Teacher pay joins the election bandwagon
Timing is about action at the moment of least anticipation. Teachers who in the past have studied the machinations of the SJNC in the hope that an extra percentage point can be added to their salaries are not in expectant mood. They are less upset about pay than colleagues in higher education. Knowing the state of local government finances, they are more concerned about keeping a job and seeing their school reasonably staffed than about exceeding the going rate of a 2-3 per cent pay increase.
They are also divided about the value of the negotiating committee and the opposing benefits or shortcomings of a pay review body in whose ultimate decisions the Government would have a major say. The Educational Institute of Scotland likes the SJNC not just because it rules the roost on the teachers’ side: it can also point to past negotiating successes when a mixture of skill and threat has secured a good deal for its members.These occasions, however, appear to belong to EIS history.

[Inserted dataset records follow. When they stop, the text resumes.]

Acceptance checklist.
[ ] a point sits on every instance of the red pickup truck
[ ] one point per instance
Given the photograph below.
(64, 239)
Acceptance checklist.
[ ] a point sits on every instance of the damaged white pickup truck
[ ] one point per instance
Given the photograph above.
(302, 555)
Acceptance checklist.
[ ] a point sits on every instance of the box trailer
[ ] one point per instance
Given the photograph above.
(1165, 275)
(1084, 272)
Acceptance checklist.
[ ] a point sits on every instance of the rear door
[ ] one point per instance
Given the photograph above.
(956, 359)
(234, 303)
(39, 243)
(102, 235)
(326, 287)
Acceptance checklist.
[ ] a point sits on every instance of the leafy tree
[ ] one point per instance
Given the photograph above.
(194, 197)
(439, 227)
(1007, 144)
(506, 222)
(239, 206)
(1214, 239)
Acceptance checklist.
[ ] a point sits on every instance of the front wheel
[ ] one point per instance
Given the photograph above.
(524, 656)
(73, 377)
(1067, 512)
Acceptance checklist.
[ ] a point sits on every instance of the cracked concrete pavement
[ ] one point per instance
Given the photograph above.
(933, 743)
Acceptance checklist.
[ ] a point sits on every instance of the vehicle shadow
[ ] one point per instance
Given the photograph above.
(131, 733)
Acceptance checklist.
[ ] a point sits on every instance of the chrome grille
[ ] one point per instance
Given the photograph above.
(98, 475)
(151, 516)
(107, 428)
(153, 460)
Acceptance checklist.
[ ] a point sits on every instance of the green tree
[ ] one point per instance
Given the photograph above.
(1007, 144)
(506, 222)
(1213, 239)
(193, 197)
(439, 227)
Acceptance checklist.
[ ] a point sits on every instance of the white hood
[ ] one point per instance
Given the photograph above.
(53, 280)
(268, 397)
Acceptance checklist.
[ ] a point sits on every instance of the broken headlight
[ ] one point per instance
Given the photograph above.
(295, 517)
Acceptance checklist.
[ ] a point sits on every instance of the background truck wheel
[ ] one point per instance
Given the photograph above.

The other unions see merit in a review body partly because it would not be the EIS-dominated SJNC and partly because on English evidence a review body delivers the goods at least as well as direct bargaining without the hassle. True, at a time of small annual rises comparisons are in minimal amounts, but the desirability of one mechanism over another is not proven.
Teachers often raise the need for a review body. Mr Forsyth pretended that is what he intends giving them. But he neatly obfuscated the difference between a review following a dispute - Houghton, Clegg and Main - and a permanent body like those which determine the salaries of other professions, including teachers south of the border. The former try to root out anomalies, Clegg’s efforts provoking Margaret Thatcher’s undisguised fury soon after she became Prime Minister. The latter award the going rate and are sensitive to the Treasury.
University teachers, having this week had a long-delayed offer from their employers, are seeking a review body. In the schools the debate about scrapping the SJNC goes on. Labour nationally says it will keep direct bargaining. Some council leaders might welcome its abolition, though not at the price of another Tory government.